Most Significantly, on Mar 8, 2021, The New Youk Times wrote that Two-species of sea slug Elysia marginata and Elysia atroviridis decapitate themselves only to regrow a new body from the severed head. Researchers were astonished to observe slugs in captivity cutting off their heads after their bodies became infected with parasites. Within 3-weeks, the heads regenerate a whole, parasite-free body, though the bodies never grow back new heads.


Scientific American, published on Feb 24, 2021, Researchers are just beginning to recognize the role of burial places as protectors of biodiversity. In 2015, scientists found rare orchids thriving in cemeteries in Turkey, and another team discovered a variety of medicinal plants in the graveyards of Bangladesh in 2008. And in Ukraine in 2014, ancient burial mounds were found to safeguard the last remnants of Europe’s dwindling steppe grasslands.


China Agricultural University in Beijing conducted plant surveys in 199 family graveyards among Hebei province wheat fields. They ranged in area from two to 400 square meters. Despite their relatively small size, they were home to a total of 81 native plant species. Even the tiniest, covering just two square meters, hosted 24 plant species. Nearly half of all graveyard plants were significant food resources for insect pollinators.

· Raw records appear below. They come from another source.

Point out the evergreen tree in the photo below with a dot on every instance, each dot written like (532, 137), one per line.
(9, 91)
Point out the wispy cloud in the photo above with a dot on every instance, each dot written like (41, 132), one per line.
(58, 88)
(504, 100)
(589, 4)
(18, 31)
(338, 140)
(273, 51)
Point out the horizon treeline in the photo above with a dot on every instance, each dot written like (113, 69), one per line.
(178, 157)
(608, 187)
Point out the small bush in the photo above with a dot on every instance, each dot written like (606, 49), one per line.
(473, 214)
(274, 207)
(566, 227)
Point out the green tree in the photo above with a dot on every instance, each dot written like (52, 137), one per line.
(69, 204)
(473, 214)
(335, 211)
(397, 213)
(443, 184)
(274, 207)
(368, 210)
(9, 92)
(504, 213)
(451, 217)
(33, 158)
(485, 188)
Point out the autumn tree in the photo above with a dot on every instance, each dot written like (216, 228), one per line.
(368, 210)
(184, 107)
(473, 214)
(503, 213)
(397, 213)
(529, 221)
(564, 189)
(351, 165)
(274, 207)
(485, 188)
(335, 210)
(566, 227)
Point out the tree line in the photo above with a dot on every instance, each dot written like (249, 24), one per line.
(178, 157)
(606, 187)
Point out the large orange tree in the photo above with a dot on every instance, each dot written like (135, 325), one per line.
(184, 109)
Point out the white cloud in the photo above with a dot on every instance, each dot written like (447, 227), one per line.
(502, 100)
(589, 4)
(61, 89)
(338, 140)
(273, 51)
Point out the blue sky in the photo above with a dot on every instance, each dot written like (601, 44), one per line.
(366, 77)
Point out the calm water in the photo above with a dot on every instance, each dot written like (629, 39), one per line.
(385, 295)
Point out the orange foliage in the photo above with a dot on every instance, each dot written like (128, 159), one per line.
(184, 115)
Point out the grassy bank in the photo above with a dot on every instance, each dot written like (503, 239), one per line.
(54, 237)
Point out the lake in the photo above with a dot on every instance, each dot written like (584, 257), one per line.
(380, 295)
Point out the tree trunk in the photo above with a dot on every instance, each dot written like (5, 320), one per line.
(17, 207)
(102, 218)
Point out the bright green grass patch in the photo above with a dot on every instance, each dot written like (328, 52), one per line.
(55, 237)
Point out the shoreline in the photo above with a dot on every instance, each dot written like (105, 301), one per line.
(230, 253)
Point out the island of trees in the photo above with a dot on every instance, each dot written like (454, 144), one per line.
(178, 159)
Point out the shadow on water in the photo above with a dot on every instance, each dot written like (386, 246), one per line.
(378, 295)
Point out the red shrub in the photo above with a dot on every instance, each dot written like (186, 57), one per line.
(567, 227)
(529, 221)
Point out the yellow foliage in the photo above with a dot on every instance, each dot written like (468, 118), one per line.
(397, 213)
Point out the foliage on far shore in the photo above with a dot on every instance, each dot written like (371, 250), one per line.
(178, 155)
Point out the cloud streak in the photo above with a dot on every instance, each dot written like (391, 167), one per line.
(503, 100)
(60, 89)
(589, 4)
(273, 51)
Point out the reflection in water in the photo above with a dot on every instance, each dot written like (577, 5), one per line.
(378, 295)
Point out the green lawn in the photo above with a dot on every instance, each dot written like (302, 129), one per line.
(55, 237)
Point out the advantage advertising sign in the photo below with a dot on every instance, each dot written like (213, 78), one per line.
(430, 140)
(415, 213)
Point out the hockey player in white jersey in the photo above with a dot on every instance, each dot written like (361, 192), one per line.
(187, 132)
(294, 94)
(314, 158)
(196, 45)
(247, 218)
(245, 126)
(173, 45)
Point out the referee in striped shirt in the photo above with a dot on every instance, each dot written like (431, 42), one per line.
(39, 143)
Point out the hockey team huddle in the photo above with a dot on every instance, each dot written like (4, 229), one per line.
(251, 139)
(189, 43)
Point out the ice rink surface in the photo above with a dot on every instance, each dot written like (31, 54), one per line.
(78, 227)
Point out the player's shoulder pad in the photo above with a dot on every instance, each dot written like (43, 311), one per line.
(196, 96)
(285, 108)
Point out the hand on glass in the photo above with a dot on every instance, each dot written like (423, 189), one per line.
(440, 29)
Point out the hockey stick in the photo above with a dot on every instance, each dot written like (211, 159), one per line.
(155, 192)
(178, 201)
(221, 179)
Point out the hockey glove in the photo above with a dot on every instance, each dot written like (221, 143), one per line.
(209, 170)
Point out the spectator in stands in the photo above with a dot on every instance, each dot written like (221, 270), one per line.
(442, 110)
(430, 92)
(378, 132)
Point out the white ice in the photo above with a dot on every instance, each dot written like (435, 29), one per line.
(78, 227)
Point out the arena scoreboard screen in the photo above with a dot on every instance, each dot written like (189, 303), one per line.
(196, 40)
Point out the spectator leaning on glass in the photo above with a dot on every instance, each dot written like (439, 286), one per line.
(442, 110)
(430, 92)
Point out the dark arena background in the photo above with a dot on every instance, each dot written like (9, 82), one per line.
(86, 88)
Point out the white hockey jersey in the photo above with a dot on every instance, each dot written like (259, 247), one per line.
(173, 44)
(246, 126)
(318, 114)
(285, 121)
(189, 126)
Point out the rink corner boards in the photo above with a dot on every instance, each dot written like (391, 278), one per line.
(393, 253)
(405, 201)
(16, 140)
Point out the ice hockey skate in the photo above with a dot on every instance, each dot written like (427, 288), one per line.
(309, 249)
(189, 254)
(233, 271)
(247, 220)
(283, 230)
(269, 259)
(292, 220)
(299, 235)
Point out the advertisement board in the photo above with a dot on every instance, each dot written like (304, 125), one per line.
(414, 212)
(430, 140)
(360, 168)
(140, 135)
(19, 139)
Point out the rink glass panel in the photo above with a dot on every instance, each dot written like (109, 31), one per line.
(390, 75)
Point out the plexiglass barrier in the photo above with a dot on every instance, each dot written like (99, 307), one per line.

And, Science, printed on Mar 4, 2021, that Earth is in the midst of an insect apocalypse, with thousands of species dwindling over several decades. Scientists have often blamed habitat loss or pesticide use. But a new study of butterflies in the western United States has found that warmer fall weather may be taking as big, if not an immense, toll. The findings are a wake-up call—not just for butterflies, but for all insects. If humans don’t take dramatic steps to curb global warming, entire ecosystems could disappear, with untold impacts on biodiversity and human health.